[gclist] Fast-allocating non-copying GC's

Paul R. Wilson wilson@cs.utexas.edu
Thu, 14 Mar 1996 08:57:22 -0600


>From David.Ungar@Eng.Sun.COM Wed Mar 13 17:38:41 1996
>Subject: Re: [gclist] Fast-allocating non-copying GC's
>Cc: wilson@cs.utexas.edu
>Status: OR
>
>Paul,
>
>You seem to be arguing that if a system exhibits a high
>object allocation rate, it must be "broken" and therefore
>it would be better to redesign it that to worry too much about
>allocation efficiency.

No, I was just arguing that systems with high object allocation
rates often *are* in fact broken in that respect.  This doesn't
mean that there aren't fast-allocating programs.  It just means
that their importance is overrated.  How overrated?  It depends.

I'll even admit to a certain inconsistency.  If you look at my alloctor
survey, you'll notice that one of the most important points is that
you can reduce the overhead of Knuth's boundary tag scheme (for
supporting general coalescing) from two words to one.  Standish
came up with this hack in 1978---and nobody noticed.  For over
15 years after that, most allocators didn't support general coalescing
or took a needless space hit of a word per object.  That probably amounts
to billions of dollars worth of wasted memory.
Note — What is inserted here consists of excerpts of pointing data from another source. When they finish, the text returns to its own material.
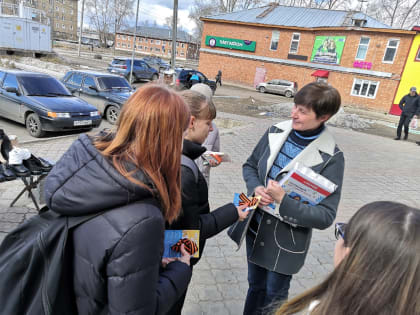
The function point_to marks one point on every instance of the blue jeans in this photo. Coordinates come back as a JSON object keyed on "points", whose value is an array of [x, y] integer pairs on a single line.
{"points": [[265, 287]]}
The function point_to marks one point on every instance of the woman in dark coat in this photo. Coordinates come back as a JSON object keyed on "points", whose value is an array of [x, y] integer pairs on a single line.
{"points": [[131, 178], [196, 213]]}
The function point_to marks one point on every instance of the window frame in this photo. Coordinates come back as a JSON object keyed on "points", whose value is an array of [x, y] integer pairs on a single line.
{"points": [[367, 90], [271, 41], [396, 50], [291, 42], [358, 47]]}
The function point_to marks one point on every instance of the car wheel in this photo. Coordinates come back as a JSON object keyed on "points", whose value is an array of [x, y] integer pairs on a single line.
{"points": [[112, 114], [133, 78], [34, 126]]}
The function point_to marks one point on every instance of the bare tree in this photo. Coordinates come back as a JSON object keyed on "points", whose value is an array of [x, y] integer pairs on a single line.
{"points": [[105, 15]]}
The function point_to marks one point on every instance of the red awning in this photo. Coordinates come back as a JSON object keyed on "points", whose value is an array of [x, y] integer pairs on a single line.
{"points": [[321, 74]]}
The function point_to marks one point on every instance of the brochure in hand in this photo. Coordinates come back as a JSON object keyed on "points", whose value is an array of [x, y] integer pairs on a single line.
{"points": [[174, 239], [303, 184]]}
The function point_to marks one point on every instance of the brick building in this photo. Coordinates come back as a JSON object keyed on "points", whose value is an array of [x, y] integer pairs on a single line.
{"points": [[62, 15], [158, 41], [360, 56]]}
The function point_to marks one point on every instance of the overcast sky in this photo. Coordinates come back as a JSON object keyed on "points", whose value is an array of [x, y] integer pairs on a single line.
{"points": [[158, 10]]}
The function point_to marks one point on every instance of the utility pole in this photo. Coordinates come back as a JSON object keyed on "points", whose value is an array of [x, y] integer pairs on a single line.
{"points": [[81, 28], [174, 33], [134, 41]]}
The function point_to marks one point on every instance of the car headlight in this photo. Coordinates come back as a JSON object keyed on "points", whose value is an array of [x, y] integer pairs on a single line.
{"points": [[59, 115]]}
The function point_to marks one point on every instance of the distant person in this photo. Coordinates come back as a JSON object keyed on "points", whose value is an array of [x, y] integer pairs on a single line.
{"points": [[194, 79], [131, 179], [376, 266], [212, 142], [219, 77], [196, 214], [410, 107]]}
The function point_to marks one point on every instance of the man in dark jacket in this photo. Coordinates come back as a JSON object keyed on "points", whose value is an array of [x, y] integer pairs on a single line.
{"points": [[410, 106], [115, 253]]}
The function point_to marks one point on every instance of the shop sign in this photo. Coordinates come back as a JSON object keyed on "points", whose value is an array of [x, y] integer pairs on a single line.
{"points": [[230, 43], [362, 65], [328, 49]]}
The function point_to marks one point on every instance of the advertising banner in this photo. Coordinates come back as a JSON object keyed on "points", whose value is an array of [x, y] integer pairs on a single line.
{"points": [[328, 49], [230, 43]]}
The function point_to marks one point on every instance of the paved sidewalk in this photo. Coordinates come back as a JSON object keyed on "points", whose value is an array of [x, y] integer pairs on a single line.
{"points": [[377, 168]]}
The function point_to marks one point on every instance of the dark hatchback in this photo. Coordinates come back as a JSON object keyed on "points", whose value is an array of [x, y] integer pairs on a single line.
{"points": [[106, 92], [183, 77], [43, 103]]}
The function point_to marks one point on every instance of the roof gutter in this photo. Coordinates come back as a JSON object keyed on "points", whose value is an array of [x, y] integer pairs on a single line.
{"points": [[323, 28]]}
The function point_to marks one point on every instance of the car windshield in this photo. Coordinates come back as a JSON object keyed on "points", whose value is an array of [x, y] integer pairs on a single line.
{"points": [[43, 86], [109, 83]]}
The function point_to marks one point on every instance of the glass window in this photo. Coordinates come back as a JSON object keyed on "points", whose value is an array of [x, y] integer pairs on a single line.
{"points": [[274, 40], [89, 81], [294, 45], [363, 47], [43, 85], [391, 50], [364, 88], [76, 79], [10, 81]]}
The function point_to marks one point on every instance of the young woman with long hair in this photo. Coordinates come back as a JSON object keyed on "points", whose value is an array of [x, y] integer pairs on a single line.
{"points": [[196, 213], [131, 178], [377, 266]]}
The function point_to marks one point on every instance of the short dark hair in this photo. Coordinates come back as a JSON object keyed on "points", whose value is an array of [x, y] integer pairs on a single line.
{"points": [[322, 98]]}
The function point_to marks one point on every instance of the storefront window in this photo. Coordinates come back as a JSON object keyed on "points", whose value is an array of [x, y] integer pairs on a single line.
{"points": [[274, 40], [364, 88], [294, 45], [391, 50]]}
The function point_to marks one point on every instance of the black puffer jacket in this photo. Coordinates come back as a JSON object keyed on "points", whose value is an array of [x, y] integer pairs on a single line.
{"points": [[195, 205], [117, 255]]}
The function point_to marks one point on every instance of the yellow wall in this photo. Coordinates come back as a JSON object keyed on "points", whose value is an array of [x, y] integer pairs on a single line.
{"points": [[411, 72]]}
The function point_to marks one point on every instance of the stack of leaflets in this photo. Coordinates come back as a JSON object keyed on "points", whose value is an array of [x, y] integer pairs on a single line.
{"points": [[303, 184], [172, 239]]}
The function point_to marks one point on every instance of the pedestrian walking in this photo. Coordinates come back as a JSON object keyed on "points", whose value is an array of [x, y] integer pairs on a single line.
{"points": [[410, 107], [276, 249], [131, 178], [219, 77], [194, 79], [377, 266], [196, 213], [212, 142]]}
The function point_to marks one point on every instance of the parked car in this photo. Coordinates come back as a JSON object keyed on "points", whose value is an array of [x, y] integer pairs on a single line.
{"points": [[284, 87], [141, 70], [107, 92], [43, 103], [158, 63], [183, 79]]}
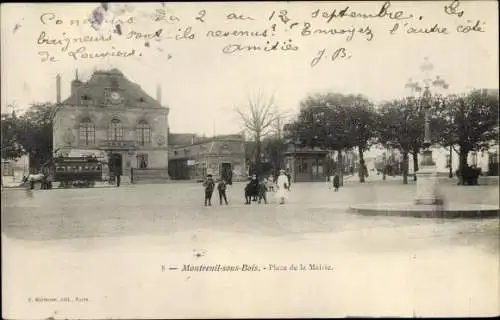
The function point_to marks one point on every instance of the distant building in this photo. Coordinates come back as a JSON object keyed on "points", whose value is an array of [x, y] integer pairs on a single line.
{"points": [[193, 157], [13, 171], [315, 164], [109, 116]]}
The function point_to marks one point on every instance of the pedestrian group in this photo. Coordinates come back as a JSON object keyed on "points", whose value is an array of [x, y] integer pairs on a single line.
{"points": [[255, 190]]}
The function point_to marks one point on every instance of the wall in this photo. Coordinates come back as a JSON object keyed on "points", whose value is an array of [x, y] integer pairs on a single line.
{"points": [[68, 118]]}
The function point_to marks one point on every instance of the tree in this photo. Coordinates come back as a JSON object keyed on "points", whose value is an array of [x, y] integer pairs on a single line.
{"points": [[324, 122], [361, 126], [258, 116], [31, 132], [469, 121], [11, 125], [400, 123]]}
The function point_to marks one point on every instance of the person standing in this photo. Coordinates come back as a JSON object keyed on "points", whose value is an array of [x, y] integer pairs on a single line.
{"points": [[254, 183], [336, 182], [263, 190], [221, 187], [209, 185], [118, 175], [289, 177], [282, 186]]}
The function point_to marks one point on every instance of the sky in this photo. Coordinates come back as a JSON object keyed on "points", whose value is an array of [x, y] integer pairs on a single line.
{"points": [[202, 85]]}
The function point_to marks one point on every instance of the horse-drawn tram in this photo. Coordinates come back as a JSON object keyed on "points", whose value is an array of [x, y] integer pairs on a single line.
{"points": [[72, 172]]}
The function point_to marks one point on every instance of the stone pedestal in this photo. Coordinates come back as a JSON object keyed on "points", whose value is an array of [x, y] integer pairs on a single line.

So why don't I think a word per object is crucial for GC's?  Well, I
do, in a sense---your point is valid---but there are a lot of other
issues.  For example, some people aren't going to use sliding compaction
because it's slow.  (How slow?  Maybe not as a slow as they think.
Maybe that should be in the FAQ.)

Others aren't going to use sliding compaction because they have more data
than will fit in RAM, and sliding compaction makes two (or more) passes
over the data, which is bad news locality-wise.  (How bad?  I don't know.)

Others aren't going to use sliding compaction because it only makes sense
for the oldest generation that fits in RAM.  (So far as I can tell.) 
The extra CPU and locality costs aren't worth it for younger generations.
Maybe those people should implement a hybrid (as you have), but some won't
bother, so they'll pick something else.

A lot of the people who won't implement a hybrid are implementors of weird
languages without state-of-the-art compilers.  A 10% difference in memory
usage in the oldest generation is not their biggest concern.  Many of
them don't have a generational GC yet.  Some of them are using reference
counting.  They've got bigger problems.  Some of them have crummy
compilers and bytecode interpreters, and any few weeks of their time
is better spent working on code generation than garbage collection.

Some people who do have high-performance systems are more worried about
interoperability than a 10% difference in memory usage.  They want to
support multiple heaps for different languages, with pointers across
those heaps.  They may need to support conservative scanning of thread
stacks.  These things are much easier to do cleanly and efficiently in a
nonmoving collector.  (Maybe we should put a sliding compactor in our
oldest generation, but make it "mostly sliding" like Bartlett's "mostly
copying" collector.  If you'd like to implement the code, we'd be very
happy to roll it into our GC.  Please make it hard-real-time incremental.)


So basically, I agree with you that 10% matters.  It's just that many of
us have bigger fish to fry for the time being, so other factors matter
too.

For my own purposes, it's just not the most critical thing.  Our GC supports
C++ and RScheme.  For C++, we have to deal with the crummy pointer model,
which is sad.  For RScheme, we're not trying to build a compiler with
maximum performance---just good performance with extreme portability
and interoperability and extensibility.  These are different goals than
your goals for Self.   (Or at least, the goals are prioritized differently.)
(Maybe this is the real issue---we should just argue about whether everyone
should use Self for everything, starting now.)

I also have a hidden agenda that maybe I should make explicit.  We're working
on compressed virtual memory techniques that will make some of the cost of
the cost of the two extra words go away in the long term.

Those pointers are easy to compress away for paging purposes, and to some
degree for caching purposes.  This gives the effect of cdr-coding the
GC's own data structures, more or less.  It also does this in a general
way for the users' data structures, giving you a cleaner system structure.
Rather than wienering on the representation of each program's (or runtime
system's) data structures to "compress" the overhead out by hand, we want
to do something that's more general and easier to comprehend.